Putusan Mahkamah agung terkait dengan keberadaan pengurus serikat pekerja pada perusahaan manufactur,putusan Mahkamah Agung ini tidak menyinggung ketentuan Pasal 153
huruf g atau tidak mempertimbangkan keberadaan Pasal tersebut yang menjadi dasar tidak dapat di pemutusan hubungan kerja pengurus serikat pekerja pada perusahaan manufactur. Namun
hakim tidak mempertimbangkan ketentuan pasal tersebut di karenakan ketentuan pasal tersebut
tidak di jadikan dasar dari pemohon kasasi sebagai dasar gugatan dari pemohon yang mengajukan gugatan.

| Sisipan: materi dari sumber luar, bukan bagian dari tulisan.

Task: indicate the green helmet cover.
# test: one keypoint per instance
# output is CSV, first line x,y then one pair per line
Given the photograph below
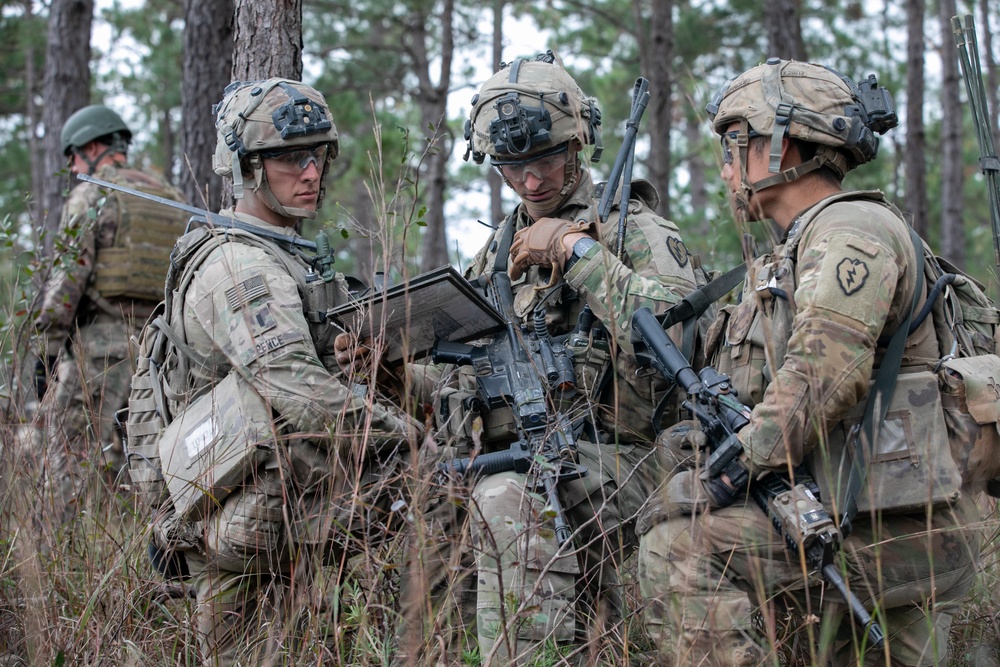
x,y
89,123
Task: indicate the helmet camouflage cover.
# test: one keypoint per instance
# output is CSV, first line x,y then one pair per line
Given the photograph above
x,y
265,116
811,103
529,106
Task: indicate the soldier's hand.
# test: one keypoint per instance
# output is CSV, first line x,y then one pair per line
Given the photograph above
x,y
686,492
353,357
541,244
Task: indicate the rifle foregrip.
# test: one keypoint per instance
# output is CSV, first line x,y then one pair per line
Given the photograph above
x,y
485,464
861,615
666,357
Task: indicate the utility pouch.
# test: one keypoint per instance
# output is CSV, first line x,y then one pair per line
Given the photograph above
x,y
911,464
971,398
213,445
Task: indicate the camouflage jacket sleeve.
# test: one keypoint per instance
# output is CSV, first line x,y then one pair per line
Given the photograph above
x,y
656,271
73,266
244,305
854,276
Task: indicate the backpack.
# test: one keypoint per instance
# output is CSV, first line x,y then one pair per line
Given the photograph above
x,y
967,324
145,232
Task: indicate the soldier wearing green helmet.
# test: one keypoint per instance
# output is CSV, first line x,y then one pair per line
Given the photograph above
x,y
108,278
250,346
811,344
532,122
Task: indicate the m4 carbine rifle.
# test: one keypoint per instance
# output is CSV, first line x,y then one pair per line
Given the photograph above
x,y
794,510
509,371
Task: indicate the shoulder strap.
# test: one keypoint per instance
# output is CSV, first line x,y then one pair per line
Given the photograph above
x,y
879,397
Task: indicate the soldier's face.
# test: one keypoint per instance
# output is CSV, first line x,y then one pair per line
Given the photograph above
x,y
295,185
538,182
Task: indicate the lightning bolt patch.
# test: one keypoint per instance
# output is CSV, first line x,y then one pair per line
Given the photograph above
x,y
851,275
678,250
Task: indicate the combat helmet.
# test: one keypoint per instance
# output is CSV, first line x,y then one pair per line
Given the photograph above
x,y
255,117
809,102
93,122
527,107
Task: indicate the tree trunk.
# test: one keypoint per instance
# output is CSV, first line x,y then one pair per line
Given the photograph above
x,y
697,179
34,120
433,100
784,29
492,177
65,88
915,164
952,229
659,66
208,62
268,40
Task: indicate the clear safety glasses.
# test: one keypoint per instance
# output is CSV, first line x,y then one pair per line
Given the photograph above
x,y
297,160
541,167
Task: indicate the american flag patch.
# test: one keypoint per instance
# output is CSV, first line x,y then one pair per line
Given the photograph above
x,y
243,293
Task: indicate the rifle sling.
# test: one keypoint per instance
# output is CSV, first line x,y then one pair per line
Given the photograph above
x,y
879,396
694,305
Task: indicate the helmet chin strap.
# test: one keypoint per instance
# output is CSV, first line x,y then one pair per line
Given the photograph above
x,y
825,157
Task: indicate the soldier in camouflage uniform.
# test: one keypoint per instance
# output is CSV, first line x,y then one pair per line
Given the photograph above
x,y
532,120
801,349
113,254
249,309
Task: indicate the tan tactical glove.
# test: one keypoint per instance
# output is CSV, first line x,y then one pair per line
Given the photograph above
x,y
681,444
541,245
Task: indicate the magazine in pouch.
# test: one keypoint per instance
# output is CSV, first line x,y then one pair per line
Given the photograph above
x,y
214,445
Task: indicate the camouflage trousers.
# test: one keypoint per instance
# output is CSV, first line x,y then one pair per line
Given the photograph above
x,y
92,384
719,585
263,553
532,591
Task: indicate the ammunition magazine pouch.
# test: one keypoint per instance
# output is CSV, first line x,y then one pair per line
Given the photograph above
x,y
214,445
910,465
971,397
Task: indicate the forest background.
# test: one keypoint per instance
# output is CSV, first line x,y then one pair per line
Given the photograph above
x,y
399,77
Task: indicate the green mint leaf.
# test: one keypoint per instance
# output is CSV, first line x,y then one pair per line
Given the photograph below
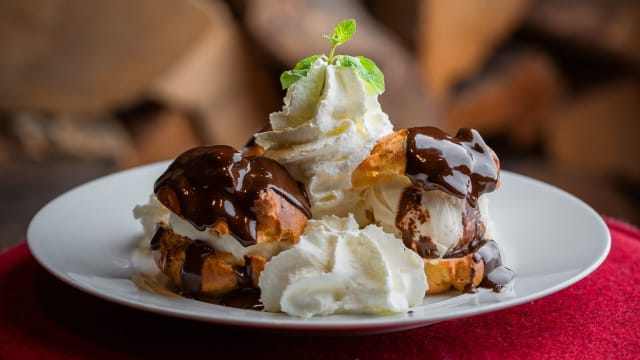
x,y
367,69
301,69
344,31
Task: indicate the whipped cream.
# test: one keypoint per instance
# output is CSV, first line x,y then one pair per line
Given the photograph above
x,y
444,226
154,213
338,268
329,123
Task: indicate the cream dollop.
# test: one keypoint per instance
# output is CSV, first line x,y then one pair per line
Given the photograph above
x,y
339,268
154,213
329,123
444,224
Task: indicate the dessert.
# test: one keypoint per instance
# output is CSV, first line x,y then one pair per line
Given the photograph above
x,y
218,216
339,268
427,188
330,121
327,210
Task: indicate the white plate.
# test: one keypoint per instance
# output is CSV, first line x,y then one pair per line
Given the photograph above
x,y
87,238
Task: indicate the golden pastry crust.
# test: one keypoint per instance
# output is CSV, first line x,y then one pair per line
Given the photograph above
x,y
460,273
387,160
221,272
277,220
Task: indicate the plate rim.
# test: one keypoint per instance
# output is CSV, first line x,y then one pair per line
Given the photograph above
x,y
366,323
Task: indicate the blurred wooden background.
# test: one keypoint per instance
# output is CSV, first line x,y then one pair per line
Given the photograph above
x,y
89,88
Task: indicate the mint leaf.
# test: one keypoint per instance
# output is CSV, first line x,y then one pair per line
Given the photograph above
x,y
367,69
301,70
342,32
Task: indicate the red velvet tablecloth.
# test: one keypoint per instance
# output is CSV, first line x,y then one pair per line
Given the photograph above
x,y
599,317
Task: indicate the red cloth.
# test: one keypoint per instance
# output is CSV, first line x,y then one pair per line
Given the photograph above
x,y
599,317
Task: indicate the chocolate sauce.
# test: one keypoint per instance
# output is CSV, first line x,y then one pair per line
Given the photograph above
x,y
496,275
157,238
244,298
462,166
191,271
209,184
410,203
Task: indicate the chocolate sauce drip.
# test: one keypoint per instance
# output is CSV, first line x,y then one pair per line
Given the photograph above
x,y
157,238
410,204
208,184
244,298
191,272
496,275
251,145
462,166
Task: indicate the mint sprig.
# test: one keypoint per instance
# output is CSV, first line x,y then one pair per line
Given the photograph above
x,y
299,71
365,68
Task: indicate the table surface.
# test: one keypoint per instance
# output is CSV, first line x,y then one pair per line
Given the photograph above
x,y
41,317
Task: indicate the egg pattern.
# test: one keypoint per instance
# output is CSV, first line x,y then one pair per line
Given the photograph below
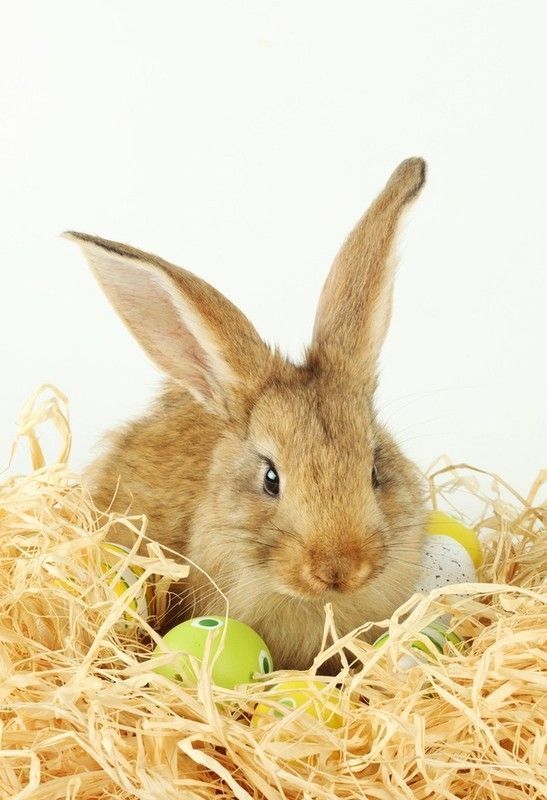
x,y
444,562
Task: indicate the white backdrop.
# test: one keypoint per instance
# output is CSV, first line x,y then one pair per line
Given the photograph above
x,y
242,140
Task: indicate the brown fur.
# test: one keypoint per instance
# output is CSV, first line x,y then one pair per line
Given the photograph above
x,y
195,462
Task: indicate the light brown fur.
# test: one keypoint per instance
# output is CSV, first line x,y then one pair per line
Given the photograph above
x,y
195,462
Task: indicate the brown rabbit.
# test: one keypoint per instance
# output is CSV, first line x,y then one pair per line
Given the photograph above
x,y
274,478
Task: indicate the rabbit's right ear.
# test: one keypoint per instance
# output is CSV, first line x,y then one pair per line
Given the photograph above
x,y
355,305
191,331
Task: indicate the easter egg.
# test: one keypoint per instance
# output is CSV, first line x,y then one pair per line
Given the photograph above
x,y
318,700
122,581
444,562
236,651
436,635
439,524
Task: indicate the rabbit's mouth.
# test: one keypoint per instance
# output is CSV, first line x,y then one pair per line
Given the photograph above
x,y
317,579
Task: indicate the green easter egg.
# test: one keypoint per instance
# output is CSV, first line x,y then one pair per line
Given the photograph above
x,y
242,652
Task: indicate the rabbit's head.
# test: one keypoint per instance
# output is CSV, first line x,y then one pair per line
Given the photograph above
x,y
306,494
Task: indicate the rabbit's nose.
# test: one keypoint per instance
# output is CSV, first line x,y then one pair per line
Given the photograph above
x,y
342,573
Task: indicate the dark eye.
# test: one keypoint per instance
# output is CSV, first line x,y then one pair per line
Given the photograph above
x,y
375,478
271,481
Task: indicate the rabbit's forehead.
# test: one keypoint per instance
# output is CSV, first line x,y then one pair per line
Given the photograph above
x,y
305,419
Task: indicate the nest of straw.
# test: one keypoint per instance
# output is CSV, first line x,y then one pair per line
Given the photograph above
x,y
83,716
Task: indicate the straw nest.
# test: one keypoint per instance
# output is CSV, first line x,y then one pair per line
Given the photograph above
x,y
83,716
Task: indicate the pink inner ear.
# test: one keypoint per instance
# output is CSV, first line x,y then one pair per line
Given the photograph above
x,y
146,301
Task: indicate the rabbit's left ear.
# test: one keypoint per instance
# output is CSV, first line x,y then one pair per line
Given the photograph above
x,y
188,328
355,305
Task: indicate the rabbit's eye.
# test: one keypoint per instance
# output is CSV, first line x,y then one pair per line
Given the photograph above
x,y
271,481
375,478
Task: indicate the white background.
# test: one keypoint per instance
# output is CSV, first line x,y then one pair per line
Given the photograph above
x,y
242,140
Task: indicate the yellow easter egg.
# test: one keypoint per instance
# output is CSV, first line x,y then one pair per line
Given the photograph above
x,y
121,582
440,524
319,701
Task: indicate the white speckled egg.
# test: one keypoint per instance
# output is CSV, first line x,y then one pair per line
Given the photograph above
x,y
444,562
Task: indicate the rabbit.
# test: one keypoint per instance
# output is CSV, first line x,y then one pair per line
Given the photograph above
x,y
275,479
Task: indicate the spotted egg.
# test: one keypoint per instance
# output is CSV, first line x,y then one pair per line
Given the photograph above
x,y
444,562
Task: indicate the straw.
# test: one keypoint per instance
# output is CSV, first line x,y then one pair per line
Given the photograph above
x,y
82,715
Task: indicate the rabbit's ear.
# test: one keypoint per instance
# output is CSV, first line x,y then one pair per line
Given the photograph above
x,y
191,331
355,305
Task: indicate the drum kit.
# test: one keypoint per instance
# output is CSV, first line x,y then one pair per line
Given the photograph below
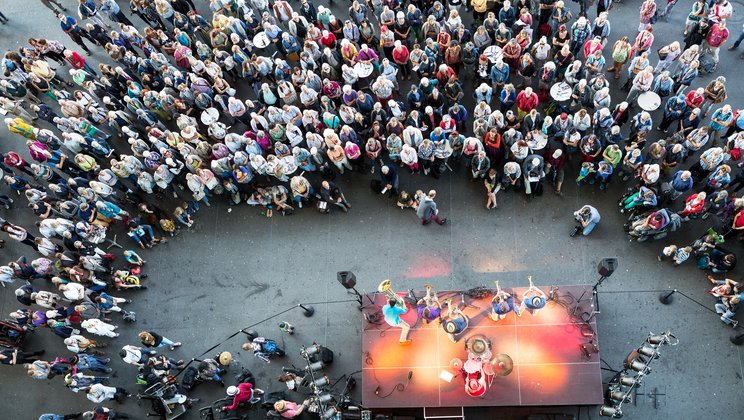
x,y
481,367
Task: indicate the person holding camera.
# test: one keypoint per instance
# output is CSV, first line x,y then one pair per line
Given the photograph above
x,y
588,217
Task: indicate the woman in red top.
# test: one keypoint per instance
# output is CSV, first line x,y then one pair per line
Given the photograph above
x,y
401,59
526,102
78,62
694,204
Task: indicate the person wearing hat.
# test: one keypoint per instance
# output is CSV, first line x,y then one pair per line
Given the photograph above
x,y
533,170
554,167
289,409
152,339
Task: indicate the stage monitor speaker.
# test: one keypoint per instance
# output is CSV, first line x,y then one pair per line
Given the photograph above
x,y
347,279
607,266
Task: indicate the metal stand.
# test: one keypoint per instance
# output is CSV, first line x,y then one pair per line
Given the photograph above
x,y
308,310
667,297
595,296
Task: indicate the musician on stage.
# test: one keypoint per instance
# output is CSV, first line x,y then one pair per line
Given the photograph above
x,y
533,299
392,311
428,306
501,304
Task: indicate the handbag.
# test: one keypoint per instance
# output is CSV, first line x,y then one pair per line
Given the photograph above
x,y
662,54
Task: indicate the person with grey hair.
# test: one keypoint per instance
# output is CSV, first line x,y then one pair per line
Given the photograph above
x,y
427,210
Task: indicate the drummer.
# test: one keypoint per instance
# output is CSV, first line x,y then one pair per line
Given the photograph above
x,y
455,321
533,299
501,304
428,307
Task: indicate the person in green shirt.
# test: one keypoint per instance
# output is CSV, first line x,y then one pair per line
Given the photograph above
x,y
613,155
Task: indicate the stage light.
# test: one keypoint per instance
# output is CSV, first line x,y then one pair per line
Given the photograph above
x,y
628,381
656,340
322,381
607,411
648,351
314,367
639,366
618,396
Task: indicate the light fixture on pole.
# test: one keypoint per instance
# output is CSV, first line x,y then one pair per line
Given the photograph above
x,y
621,387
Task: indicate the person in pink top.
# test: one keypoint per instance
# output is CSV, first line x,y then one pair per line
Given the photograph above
x,y
289,409
717,36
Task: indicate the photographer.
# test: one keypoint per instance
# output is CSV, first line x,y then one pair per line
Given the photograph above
x,y
588,217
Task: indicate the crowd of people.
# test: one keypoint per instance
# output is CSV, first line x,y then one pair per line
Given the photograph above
x,y
270,103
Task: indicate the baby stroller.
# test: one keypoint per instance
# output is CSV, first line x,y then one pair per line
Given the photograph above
x,y
646,206
670,222
11,335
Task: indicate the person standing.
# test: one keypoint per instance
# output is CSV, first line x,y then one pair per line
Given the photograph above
x,y
427,210
70,26
331,194
392,311
50,5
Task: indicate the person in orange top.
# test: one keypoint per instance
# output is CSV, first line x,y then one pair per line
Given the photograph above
x,y
401,59
526,102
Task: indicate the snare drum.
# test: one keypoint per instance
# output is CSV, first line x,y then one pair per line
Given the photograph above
x,y
456,325
472,366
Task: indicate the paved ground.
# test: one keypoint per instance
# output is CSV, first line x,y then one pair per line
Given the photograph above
x,y
234,269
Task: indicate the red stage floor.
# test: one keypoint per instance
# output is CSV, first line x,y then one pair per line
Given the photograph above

Pada putusan Mahkamah Agung ini hakim bersifat pasif dan pada Pengadilan Hubungan Industrial pada Pengadilan Negeri yang menggunakan hukum acara perdata menganut paham
bahwa hakim bersifat pasif.Akibat hukum pada putusan Mahkamah Agung ini terhadap keberadaan pengurus serikat pekerja menimbulkan ketidakpastian hukum terhadap keberadaan
pengurus serikat pekerja terkait pemutusan hubungan kerja.Pengurus serikat pekerja dalam melakukan kegiatannya menjadi tidak terlindungi dengan adanya putusan ini, padahal ada
ketentuan yang melindungi kegiatan pengurus serikat pekerja. Pada putusan ini tampak bahwa perusahaan dapat melakukan pemutusan hubungan kerja terhadap pengurus serikat pekerja yang
sedang menjalankan ketentuan Pasal 153 huruf g. putusan ini dapat dijadikan yurisprudensi
terhadap hakim walaupun adanya perlindungab berdasarkan ketentuan Pasal 153 huruf g.